|
Bayesian Symbolic Regression with Entropic Reinforcement Learning |
Soundness: 2: fair
Presentation: 3: good
Contribution: 2: fair
Rating: 2: reject
Confidence: 5: You are absolutely certain about your assessment. You are very familiar with the related work and checked the math/other details carefully. |
The paper proposes a Bayesian formulation for reinforcement learning of symbolic regression. The idea is to construct a joint probability distribution over the expression tree and the measurement data. The logarithm of the joint probability is used as the reward, and then an entropy regularization term is added to conduct reinforcement learning. The experiments on a small manually constructed synthetic dataset and Feynman SR database demonstrate the effectiveness of the method.
1. The writing is clear.
2. the method formulation is correct.
1. Novelty is limited. Entropy regularization is a common technique for RL used to encourage exploration. This has already been used in the recent most related work, DSR. It is not the unique contribution of this work.
2. The motivation is not reasonable enough. In fact, all RL based symbolic regression is learning a probabilistic expression generator. For example DSR uses an RNN to implement Eq (3) (based on the preoder traversal of the tree). The recent CADSR [1] uses transformer to implement Eq(3) based on breadth-first search. Via RL, all these methods are learning a posterior expression tree sampler --- given the measurement data. The proposed method mainly differs in using bottom-up order for tree generation. It does not seem clear about the advantage.
3. The empirical results are limited. At least, the proposed method should be tested on the more comprehensive SR bench database, which includes multiple datasets (including Feynman) and many black-box problems.
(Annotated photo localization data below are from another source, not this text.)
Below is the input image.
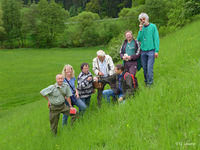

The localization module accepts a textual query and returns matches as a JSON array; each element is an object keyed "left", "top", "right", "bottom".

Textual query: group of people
[{"left": 40, "top": 12, "right": 160, "bottom": 135}]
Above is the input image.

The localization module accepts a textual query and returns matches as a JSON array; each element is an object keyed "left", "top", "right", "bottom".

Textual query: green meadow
[
  {"left": 0, "top": 20, "right": 200, "bottom": 150},
  {"left": 0, "top": 47, "right": 102, "bottom": 110}
]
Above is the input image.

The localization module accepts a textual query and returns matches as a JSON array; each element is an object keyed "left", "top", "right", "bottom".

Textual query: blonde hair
[{"left": 62, "top": 64, "right": 75, "bottom": 78}]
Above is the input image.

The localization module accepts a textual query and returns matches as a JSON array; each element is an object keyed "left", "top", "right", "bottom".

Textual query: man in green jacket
[{"left": 137, "top": 12, "right": 159, "bottom": 86}]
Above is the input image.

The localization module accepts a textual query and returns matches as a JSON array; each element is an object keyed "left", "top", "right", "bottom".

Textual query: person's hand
[
  {"left": 155, "top": 53, "right": 158, "bottom": 58},
  {"left": 48, "top": 101, "right": 51, "bottom": 108},
  {"left": 122, "top": 56, "right": 127, "bottom": 60},
  {"left": 87, "top": 76, "right": 92, "bottom": 81},
  {"left": 139, "top": 23, "right": 143, "bottom": 31},
  {"left": 127, "top": 56, "right": 131, "bottom": 60},
  {"left": 75, "top": 91, "right": 79, "bottom": 99},
  {"left": 118, "top": 97, "right": 123, "bottom": 102},
  {"left": 98, "top": 72, "right": 104, "bottom": 76},
  {"left": 93, "top": 76, "right": 98, "bottom": 82}
]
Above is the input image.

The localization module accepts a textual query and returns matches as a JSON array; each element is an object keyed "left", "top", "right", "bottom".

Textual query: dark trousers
[
  {"left": 124, "top": 61, "right": 137, "bottom": 75},
  {"left": 49, "top": 103, "right": 76, "bottom": 135},
  {"left": 97, "top": 79, "right": 115, "bottom": 107}
]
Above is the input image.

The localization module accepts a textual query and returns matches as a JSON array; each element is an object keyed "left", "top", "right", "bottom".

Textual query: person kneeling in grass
[
  {"left": 95, "top": 64, "right": 137, "bottom": 103},
  {"left": 40, "top": 74, "right": 77, "bottom": 135}
]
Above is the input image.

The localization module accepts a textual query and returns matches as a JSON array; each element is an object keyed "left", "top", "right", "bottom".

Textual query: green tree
[
  {"left": 132, "top": 0, "right": 145, "bottom": 7},
  {"left": 32, "top": 0, "right": 69, "bottom": 47},
  {"left": 167, "top": 0, "right": 186, "bottom": 27},
  {"left": 2, "top": 0, "right": 22, "bottom": 48},
  {"left": 184, "top": 0, "right": 200, "bottom": 18},
  {"left": 85, "top": 0, "right": 101, "bottom": 14},
  {"left": 144, "top": 0, "right": 169, "bottom": 27},
  {"left": 0, "top": 8, "right": 6, "bottom": 44}
]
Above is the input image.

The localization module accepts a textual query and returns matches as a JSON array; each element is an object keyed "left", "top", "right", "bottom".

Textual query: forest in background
[{"left": 0, "top": 0, "right": 199, "bottom": 49}]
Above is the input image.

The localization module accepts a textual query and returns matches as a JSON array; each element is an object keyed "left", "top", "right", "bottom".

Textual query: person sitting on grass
[
  {"left": 95, "top": 64, "right": 137, "bottom": 103},
  {"left": 77, "top": 63, "right": 94, "bottom": 106},
  {"left": 40, "top": 74, "right": 77, "bottom": 135},
  {"left": 62, "top": 64, "right": 87, "bottom": 126}
]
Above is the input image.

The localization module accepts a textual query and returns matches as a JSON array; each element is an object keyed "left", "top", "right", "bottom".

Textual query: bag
[
  {"left": 70, "top": 95, "right": 77, "bottom": 104},
  {"left": 124, "top": 72, "right": 137, "bottom": 88},
  {"left": 93, "top": 80, "right": 103, "bottom": 89},
  {"left": 70, "top": 107, "right": 77, "bottom": 115}
]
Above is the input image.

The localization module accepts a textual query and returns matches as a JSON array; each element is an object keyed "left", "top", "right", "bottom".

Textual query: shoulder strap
[{"left": 65, "top": 78, "right": 75, "bottom": 93}]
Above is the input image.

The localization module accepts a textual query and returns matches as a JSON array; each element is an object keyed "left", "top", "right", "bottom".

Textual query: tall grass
[{"left": 0, "top": 20, "right": 200, "bottom": 150}]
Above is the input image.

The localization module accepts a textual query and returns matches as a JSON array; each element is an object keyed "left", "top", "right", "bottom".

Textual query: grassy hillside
[{"left": 0, "top": 20, "right": 200, "bottom": 150}]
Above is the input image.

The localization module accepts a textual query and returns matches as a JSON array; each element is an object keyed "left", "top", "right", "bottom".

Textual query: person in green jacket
[{"left": 137, "top": 12, "right": 159, "bottom": 86}]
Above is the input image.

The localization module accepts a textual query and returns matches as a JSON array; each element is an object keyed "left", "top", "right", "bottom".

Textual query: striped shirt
[{"left": 77, "top": 71, "right": 93, "bottom": 99}]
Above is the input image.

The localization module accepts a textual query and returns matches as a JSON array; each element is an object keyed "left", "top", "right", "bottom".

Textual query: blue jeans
[
  {"left": 141, "top": 50, "right": 155, "bottom": 85},
  {"left": 62, "top": 98, "right": 87, "bottom": 125},
  {"left": 81, "top": 96, "right": 91, "bottom": 107},
  {"left": 103, "top": 89, "right": 123, "bottom": 103}
]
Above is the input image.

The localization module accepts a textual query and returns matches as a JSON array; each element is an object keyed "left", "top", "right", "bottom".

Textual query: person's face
[
  {"left": 140, "top": 17, "right": 147, "bottom": 25},
  {"left": 56, "top": 75, "right": 64, "bottom": 86},
  {"left": 98, "top": 56, "right": 105, "bottom": 62},
  {"left": 82, "top": 65, "right": 89, "bottom": 74},
  {"left": 115, "top": 67, "right": 122, "bottom": 75},
  {"left": 65, "top": 66, "right": 72, "bottom": 77},
  {"left": 125, "top": 32, "right": 133, "bottom": 41}
]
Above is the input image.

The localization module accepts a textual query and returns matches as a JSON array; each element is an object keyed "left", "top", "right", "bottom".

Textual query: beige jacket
[{"left": 92, "top": 55, "right": 115, "bottom": 76}]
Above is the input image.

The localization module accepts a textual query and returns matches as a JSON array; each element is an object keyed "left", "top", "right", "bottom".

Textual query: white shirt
[{"left": 98, "top": 59, "right": 108, "bottom": 77}]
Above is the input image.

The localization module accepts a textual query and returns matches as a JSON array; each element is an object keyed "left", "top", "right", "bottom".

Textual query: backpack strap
[
  {"left": 65, "top": 78, "right": 75, "bottom": 93},
  {"left": 124, "top": 72, "right": 136, "bottom": 89}
]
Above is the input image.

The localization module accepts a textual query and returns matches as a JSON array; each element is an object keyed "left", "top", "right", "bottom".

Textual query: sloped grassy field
[{"left": 0, "top": 20, "right": 200, "bottom": 150}]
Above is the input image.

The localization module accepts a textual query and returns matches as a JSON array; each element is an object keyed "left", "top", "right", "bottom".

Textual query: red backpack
[{"left": 123, "top": 72, "right": 136, "bottom": 88}]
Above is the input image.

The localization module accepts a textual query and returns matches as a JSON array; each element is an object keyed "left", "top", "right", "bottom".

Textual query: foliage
[
  {"left": 1, "top": 0, "right": 22, "bottom": 48},
  {"left": 0, "top": 7, "right": 6, "bottom": 43},
  {"left": 20, "top": 0, "right": 69, "bottom": 48},
  {"left": 58, "top": 11, "right": 122, "bottom": 47},
  {"left": 144, "top": 0, "right": 169, "bottom": 27},
  {"left": 119, "top": 5, "right": 145, "bottom": 31},
  {"left": 184, "top": 0, "right": 200, "bottom": 18}
]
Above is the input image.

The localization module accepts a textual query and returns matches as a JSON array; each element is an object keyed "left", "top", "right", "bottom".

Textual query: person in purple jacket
[{"left": 120, "top": 30, "right": 141, "bottom": 76}]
[1] Bastiani Z, Kirby R M, Hochhalter J, et al. Complexity-Aware Deep Symbolic Regression with Robust Risk-Seeking Policy Gradients[J]. arXiv preprint arXiv:2406.06751, 2024.
see above |
Fully human-written |
|
Bayesian Symbolic Regression with Entropic Reinforcement Learning |
Soundness: 3: good
Presentation: 2: fair
Contribution: 2: fair
Rating: 6: marginally above the acceptance threshold
Confidence: 3: You are fairly confident in your assessment. It is possible that you did not understand some parts of the submission or that you are unfamiliar with some pieces of related work. Math/other details were not carefully checked. |
This paper study the a Bayesian symbolic regression (SR) framework and proposes Entropy-Regularized Reinforcement Learning for Expression Structure Sampling
ERRLESS models a posterior distribution over expressions using maximum-entropy reinforcement learning (RL). The core idea is to amortize posterior sampling of symbolic expressions using a neural policy trained via trajectory balance (a GFlowNet-style objective).
- Solid mathematical definition. The paper provides formal definitions of priors, likelihoods, unit constraints, and posterior training objectives.
- Novel idea on Translating Bayesian symbolic regression into a maximum-entropy RL setting.
1. **Organization and Focus of the Paper**
* The paper’s organization is not well-balanced. A large portion of the text focuses on the details of post-order traversal and unit constraints, which could be greatly simplified or moved to the appendix.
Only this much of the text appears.